Piaget also adopted this ‘single plane’ ethos when it came to placing the minute and hour wheel, which here sit within the movement rather the regular arrangement of sitting on top of it. Piaget is seeking a patent for this approach.
Savings have also been found by simply making components slimmer, with certain wheels just 0.12mm thick compared to a more common 0.2mm. Bridges, here mounted from the dial side, also serve to protect the hands and movement from coming into contact with the sapphire crystal glass when it flexes, something unavoidable when dealing with ultra thin watches.
Two versions have been created, in 18ct pink gold and 18ct white gold. If you’re familiar with the 900P then you’ll instantly recognise the 910P with its offset main dial for minutes and hours and crescent moon arrangement of movement wheels visible on the dial. The only difference is the thin peripheral rotor framing it all, the motion of which would be all but camouflaged by its black coating were it not for a thin gold pinstripe and the model’s designation at the six o’clock.

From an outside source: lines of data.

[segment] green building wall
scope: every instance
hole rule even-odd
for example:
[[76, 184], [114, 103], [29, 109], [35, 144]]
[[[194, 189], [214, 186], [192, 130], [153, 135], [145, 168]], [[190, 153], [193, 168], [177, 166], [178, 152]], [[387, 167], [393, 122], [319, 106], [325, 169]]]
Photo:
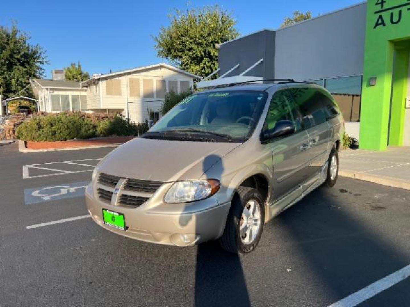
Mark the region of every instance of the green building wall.
[[[403, 144], [410, 1], [369, 0], [365, 43], [359, 146], [384, 150], [388, 142]], [[375, 77], [376, 85], [371, 85]]]

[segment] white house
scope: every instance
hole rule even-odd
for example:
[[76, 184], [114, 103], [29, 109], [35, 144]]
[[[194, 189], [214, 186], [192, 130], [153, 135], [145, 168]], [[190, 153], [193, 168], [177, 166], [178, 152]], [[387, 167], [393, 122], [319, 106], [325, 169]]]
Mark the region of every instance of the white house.
[[[30, 80], [40, 111], [121, 113], [135, 122], [157, 119], [165, 93], [189, 90], [198, 76], [165, 63], [104, 74], [82, 82]], [[154, 118], [150, 119], [150, 115]]]
[[165, 93], [188, 90], [200, 77], [165, 63], [94, 75], [81, 83], [89, 110], [121, 112], [135, 122], [157, 119]]

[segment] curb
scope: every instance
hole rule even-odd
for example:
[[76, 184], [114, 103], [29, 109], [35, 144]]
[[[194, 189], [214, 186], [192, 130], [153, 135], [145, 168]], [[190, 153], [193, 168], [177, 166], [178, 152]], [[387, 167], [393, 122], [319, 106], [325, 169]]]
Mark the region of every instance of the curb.
[[80, 146], [78, 147], [71, 147], [66, 148], [50, 148], [44, 149], [30, 149], [26, 148], [24, 141], [18, 141], [18, 151], [23, 153], [31, 152], [44, 152], [45, 151], [61, 151], [66, 150], [79, 150], [80, 149], [88, 149], [91, 148], [101, 148], [104, 147], [116, 147], [122, 145], [123, 143], [116, 143], [111, 144], [104, 144], [102, 145], [93, 145], [89, 146]]
[[339, 175], [342, 177], [369, 181], [375, 183], [387, 185], [392, 187], [398, 187], [410, 190], [410, 182], [404, 180], [398, 180], [390, 177], [371, 175], [365, 173], [358, 173], [353, 171], [339, 170]]
[[8, 145], [15, 142], [15, 140], [11, 140], [9, 142], [0, 142], [0, 146], [3, 146], [5, 145]]

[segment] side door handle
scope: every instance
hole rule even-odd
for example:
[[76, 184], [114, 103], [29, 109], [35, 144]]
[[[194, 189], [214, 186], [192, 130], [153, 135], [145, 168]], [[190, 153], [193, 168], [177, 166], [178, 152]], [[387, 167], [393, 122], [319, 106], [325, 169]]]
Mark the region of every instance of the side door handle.
[[305, 150], [308, 149], [308, 148], [309, 148], [309, 145], [305, 143], [304, 144], [303, 144], [299, 147], [299, 149], [300, 149], [301, 151], [304, 151]]
[[310, 139], [309, 141], [309, 144], [310, 147], [313, 147], [317, 143], [317, 141], [319, 140], [317, 138], [313, 138]]

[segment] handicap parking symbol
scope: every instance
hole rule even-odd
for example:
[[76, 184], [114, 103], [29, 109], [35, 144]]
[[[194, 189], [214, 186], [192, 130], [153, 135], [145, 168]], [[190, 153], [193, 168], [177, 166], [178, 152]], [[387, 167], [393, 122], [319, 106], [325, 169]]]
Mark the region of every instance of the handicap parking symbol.
[[24, 190], [25, 203], [29, 205], [83, 196], [85, 188], [89, 183], [89, 181], [81, 181], [27, 189]]

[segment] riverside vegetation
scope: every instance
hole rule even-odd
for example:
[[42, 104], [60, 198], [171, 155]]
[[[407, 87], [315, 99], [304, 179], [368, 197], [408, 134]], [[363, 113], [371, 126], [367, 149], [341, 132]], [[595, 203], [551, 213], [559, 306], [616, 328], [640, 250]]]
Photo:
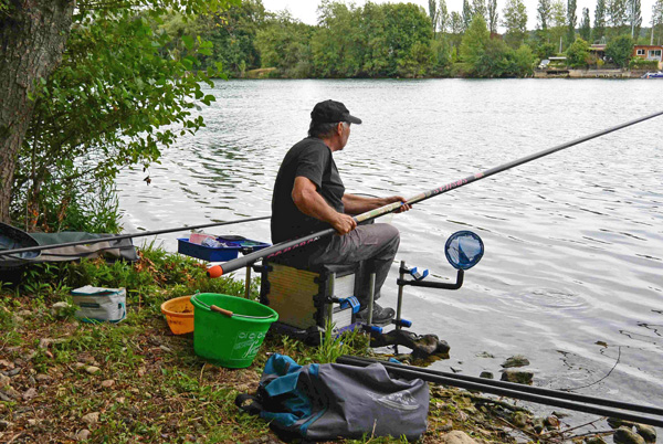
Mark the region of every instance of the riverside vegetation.
[[[243, 283], [232, 276], [209, 279], [199, 262], [154, 245], [139, 257], [133, 264], [39, 265], [17, 287], [2, 286], [0, 441], [280, 442], [264, 421], [234, 405], [236, 394], [255, 391], [267, 352], [301, 363], [371, 356], [362, 334], [327, 337], [319, 347], [269, 335], [248, 369], [207, 363], [193, 353], [190, 335], [170, 332], [160, 304], [196, 290], [242, 295]], [[125, 286], [127, 318], [116, 325], [76, 320], [70, 290], [81, 285]], [[253, 298], [257, 286], [253, 281]], [[513, 401], [432, 387], [421, 442], [600, 443], [591, 440], [614, 431], [575, 433], [557, 416], [534, 417]], [[403, 441], [371, 437], [368, 431], [364, 440], [347, 442]]]

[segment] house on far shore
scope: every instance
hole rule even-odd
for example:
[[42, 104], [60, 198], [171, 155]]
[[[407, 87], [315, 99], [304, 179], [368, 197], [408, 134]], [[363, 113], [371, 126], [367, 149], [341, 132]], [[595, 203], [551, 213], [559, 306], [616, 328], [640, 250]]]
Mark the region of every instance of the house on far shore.
[[589, 46], [589, 52], [594, 54], [599, 60], [606, 60], [606, 45], [592, 44]]
[[642, 60], [655, 60], [659, 62], [659, 70], [663, 68], [663, 46], [636, 44], [633, 46], [633, 57]]

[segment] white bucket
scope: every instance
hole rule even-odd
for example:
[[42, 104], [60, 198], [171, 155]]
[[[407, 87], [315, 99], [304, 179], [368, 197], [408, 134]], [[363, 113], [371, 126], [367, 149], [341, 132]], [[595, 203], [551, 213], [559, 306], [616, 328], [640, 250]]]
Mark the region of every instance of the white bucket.
[[72, 290], [78, 306], [76, 317], [84, 323], [119, 323], [127, 316], [125, 288], [102, 288], [86, 285]]

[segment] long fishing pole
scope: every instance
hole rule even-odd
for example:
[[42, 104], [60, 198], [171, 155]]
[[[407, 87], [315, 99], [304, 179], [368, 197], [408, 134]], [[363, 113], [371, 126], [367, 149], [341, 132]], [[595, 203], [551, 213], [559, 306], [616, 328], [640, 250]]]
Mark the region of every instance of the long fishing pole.
[[262, 221], [264, 219], [270, 219], [270, 218], [271, 218], [270, 215], [264, 215], [261, 218], [245, 218], [245, 219], [236, 219], [234, 221], [227, 221], [227, 222], [212, 222], [212, 223], [203, 223], [201, 225], [178, 226], [175, 229], [146, 231], [145, 233], [119, 234], [116, 236], [87, 239], [87, 240], [83, 240], [83, 241], [72, 241], [72, 242], [65, 242], [65, 243], [61, 243], [61, 244], [27, 246], [23, 249], [15, 249], [15, 250], [1, 250], [0, 256], [6, 256], [8, 254], [18, 254], [18, 253], [38, 252], [38, 251], [42, 251], [42, 250], [60, 249], [60, 247], [64, 247], [64, 246], [96, 244], [96, 243], [105, 242], [105, 241], [122, 241], [125, 239], [144, 237], [144, 236], [151, 236], [151, 235], [166, 234], [166, 233], [177, 233], [178, 231], [200, 230], [200, 229], [207, 229], [210, 226], [232, 225], [235, 223]]
[[[602, 131], [594, 133], [594, 134], [591, 134], [589, 136], [585, 136], [585, 137], [581, 137], [579, 139], [571, 140], [571, 141], [566, 142], [566, 144], [561, 144], [561, 145], [558, 145], [558, 146], [552, 147], [552, 148], [545, 149], [545, 150], [539, 151], [539, 152], [535, 152], [535, 154], [529, 155], [529, 156], [525, 156], [525, 157], [523, 157], [520, 159], [513, 160], [511, 162], [501, 165], [498, 167], [491, 168], [488, 170], [485, 170], [485, 171], [482, 171], [482, 172], [477, 172], [477, 173], [472, 175], [472, 176], [467, 176], [464, 179], [460, 179], [460, 180], [456, 180], [454, 182], [446, 183], [446, 184], [444, 184], [442, 187], [438, 187], [438, 188], [434, 188], [432, 190], [424, 191], [424, 192], [422, 192], [420, 194], [417, 194], [417, 195], [410, 198], [407, 201], [407, 203], [413, 204], [413, 203], [417, 203], [417, 202], [424, 201], [427, 199], [433, 198], [433, 197], [439, 195], [439, 194], [443, 194], [443, 193], [445, 193], [448, 191], [451, 191], [451, 190], [454, 190], [456, 188], [464, 187], [464, 186], [466, 186], [469, 183], [472, 183], [472, 182], [475, 182], [477, 180], [485, 179], [485, 178], [491, 177], [493, 175], [496, 175], [498, 172], [506, 171], [506, 170], [508, 170], [511, 168], [518, 167], [518, 166], [520, 166], [523, 163], [527, 163], [527, 162], [530, 162], [533, 160], [539, 159], [539, 158], [541, 158], [544, 156], [551, 155], [551, 154], [560, 151], [562, 149], [572, 147], [575, 145], [582, 144], [582, 142], [591, 140], [591, 139], [596, 139], [597, 137], [604, 136], [607, 134], [617, 131], [619, 129], [629, 127], [631, 125], [639, 124], [641, 121], [644, 121], [644, 120], [648, 120], [648, 119], [651, 119], [651, 118], [654, 118], [654, 117], [657, 117], [657, 116], [661, 116], [661, 115], [663, 115], [663, 112], [654, 113], [654, 114], [651, 114], [649, 116], [641, 117], [641, 118], [638, 118], [635, 120], [627, 121], [625, 124], [613, 126], [613, 127], [604, 129]], [[402, 204], [403, 204], [402, 202], [393, 202], [393, 203], [390, 203], [388, 205], [380, 207], [378, 209], [375, 209], [375, 210], [368, 211], [366, 213], [359, 214], [359, 215], [357, 215], [357, 216], [355, 216], [352, 219], [355, 219], [355, 221], [357, 223], [364, 222], [364, 221], [368, 221], [370, 219], [376, 219], [376, 218], [379, 218], [381, 215], [385, 215], [385, 214], [388, 214], [388, 213], [391, 213], [391, 212], [398, 210]], [[250, 265], [250, 264], [252, 264], [252, 263], [254, 263], [254, 262], [256, 262], [256, 261], [259, 261], [259, 260], [261, 260], [263, 257], [273, 257], [273, 256], [276, 256], [276, 255], [280, 255], [280, 254], [283, 254], [283, 253], [287, 253], [287, 252], [290, 252], [290, 251], [292, 251], [294, 249], [298, 249], [301, 246], [307, 245], [307, 244], [309, 244], [312, 242], [315, 242], [315, 241], [317, 241], [317, 240], [319, 240], [322, 237], [332, 235], [334, 233], [336, 233], [336, 230], [334, 230], [334, 229], [327, 229], [327, 230], [319, 231], [317, 233], [312, 233], [312, 234], [308, 234], [308, 235], [295, 239], [293, 241], [281, 242], [281, 243], [278, 243], [276, 245], [273, 245], [273, 246], [270, 246], [270, 247], [266, 247], [266, 249], [263, 249], [263, 250], [260, 250], [260, 251], [246, 254], [246, 255], [244, 255], [242, 257], [238, 257], [236, 260], [233, 260], [233, 261], [229, 261], [229, 262], [224, 263], [223, 265], [214, 265], [214, 266], [212, 266], [212, 267], [210, 267], [208, 269], [208, 275], [210, 277], [219, 277], [219, 276], [221, 276], [223, 274], [227, 274], [227, 273], [230, 273], [230, 272], [234, 272], [235, 269], [239, 269], [239, 268], [242, 268], [242, 267], [244, 267], [246, 265]]]
[[[348, 357], [345, 357], [345, 358], [348, 358]], [[358, 366], [358, 367], [367, 367], [370, 364], [368, 362], [357, 361], [357, 360], [352, 360], [352, 359], [344, 359], [344, 358], [338, 358], [336, 361], [338, 363], [346, 363], [346, 364]], [[602, 406], [598, 406], [598, 405], [593, 405], [593, 404], [582, 404], [582, 403], [575, 402], [575, 401], [566, 401], [566, 400], [562, 400], [559, 398], [543, 397], [543, 395], [538, 395], [538, 394], [526, 393], [520, 390], [511, 390], [511, 389], [504, 389], [501, 387], [488, 385], [485, 383], [470, 382], [470, 381], [463, 381], [463, 380], [459, 380], [459, 379], [454, 379], [454, 378], [428, 374], [422, 371], [419, 371], [418, 368], [410, 367], [410, 366], [401, 364], [400, 367], [389, 367], [389, 368], [387, 368], [387, 370], [389, 372], [391, 372], [392, 374], [396, 374], [396, 376], [404, 378], [404, 379], [422, 379], [428, 382], [439, 383], [439, 384], [443, 384], [443, 385], [459, 387], [459, 388], [465, 389], [465, 390], [478, 390], [484, 393], [492, 393], [492, 394], [497, 394], [501, 397], [508, 397], [508, 398], [519, 399], [519, 400], [524, 400], [524, 401], [536, 402], [539, 404], [575, 410], [578, 412], [592, 413], [592, 414], [598, 414], [601, 416], [609, 416], [609, 417], [618, 417], [621, 420], [632, 421], [632, 422], [636, 422], [640, 424], [654, 425], [657, 427], [663, 426], [663, 419], [659, 419], [659, 417], [642, 416], [639, 414], [622, 412], [622, 411], [618, 411], [618, 410], [613, 410], [613, 409], [607, 409], [607, 408], [602, 408]]]
[[[361, 358], [361, 357], [348, 356], [348, 355], [345, 355], [345, 356], [341, 356], [340, 358], [338, 358], [337, 362], [338, 363], [349, 363], [352, 366], [369, 366], [371, 363], [379, 362], [382, 366], [387, 367], [388, 369], [403, 368], [403, 364], [401, 364], [401, 363], [378, 361], [376, 359]], [[541, 387], [523, 385], [523, 384], [517, 384], [514, 382], [495, 381], [492, 379], [475, 378], [475, 377], [470, 377], [466, 374], [449, 373], [449, 372], [444, 372], [444, 371], [430, 370], [430, 369], [419, 368], [419, 367], [414, 367], [414, 368], [410, 367], [410, 366], [404, 366], [404, 367], [415, 369], [417, 371], [419, 371], [421, 373], [432, 374], [434, 377], [452, 378], [452, 379], [457, 379], [461, 381], [477, 382], [477, 383], [485, 384], [485, 385], [492, 385], [492, 387], [511, 389], [511, 390], [518, 390], [518, 391], [526, 392], [526, 393], [540, 394], [544, 397], [558, 398], [558, 399], [565, 399], [565, 400], [569, 400], [569, 401], [591, 403], [591, 404], [598, 404], [598, 405], [604, 405], [604, 406], [612, 406], [612, 408], [622, 409], [622, 410], [631, 410], [634, 412], [650, 413], [650, 414], [663, 416], [663, 409], [656, 408], [656, 406], [632, 404], [632, 403], [622, 402], [622, 401], [614, 401], [614, 400], [608, 400], [608, 399], [602, 399], [602, 398], [588, 397], [585, 394], [569, 393], [569, 392], [561, 391], [561, 390], [551, 390], [551, 389], [544, 389]]]

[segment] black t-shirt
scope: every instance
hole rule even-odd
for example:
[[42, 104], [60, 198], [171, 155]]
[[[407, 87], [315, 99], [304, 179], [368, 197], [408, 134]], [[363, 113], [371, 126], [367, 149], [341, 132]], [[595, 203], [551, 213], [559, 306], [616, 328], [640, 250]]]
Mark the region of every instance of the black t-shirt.
[[344, 212], [345, 187], [332, 157], [332, 150], [316, 137], [307, 137], [287, 151], [274, 183], [272, 195], [272, 242], [296, 239], [330, 225], [301, 212], [293, 202], [295, 178], [308, 178], [317, 192], [339, 213]]

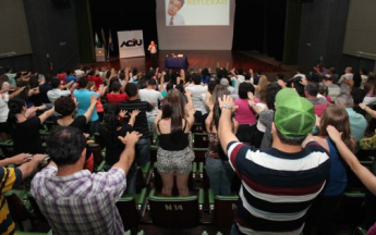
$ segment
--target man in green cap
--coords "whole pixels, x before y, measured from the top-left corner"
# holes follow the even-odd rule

While the 900P has a diameter of 38mm and a thickness of 3.65mm, the 910P is 41mm in diameter and 4.3mm thick. By way of comparison, the Bulgari is 5.15mm. Historically these ultra thin records have advanced in slivers a few hundredths of a millimeter thick, so for the record to be beaten by 0.85mm, the 910P certainly represents a milestone achievement for Piaget, even if it is one we’ve been expecting since the 900P came out three years ago.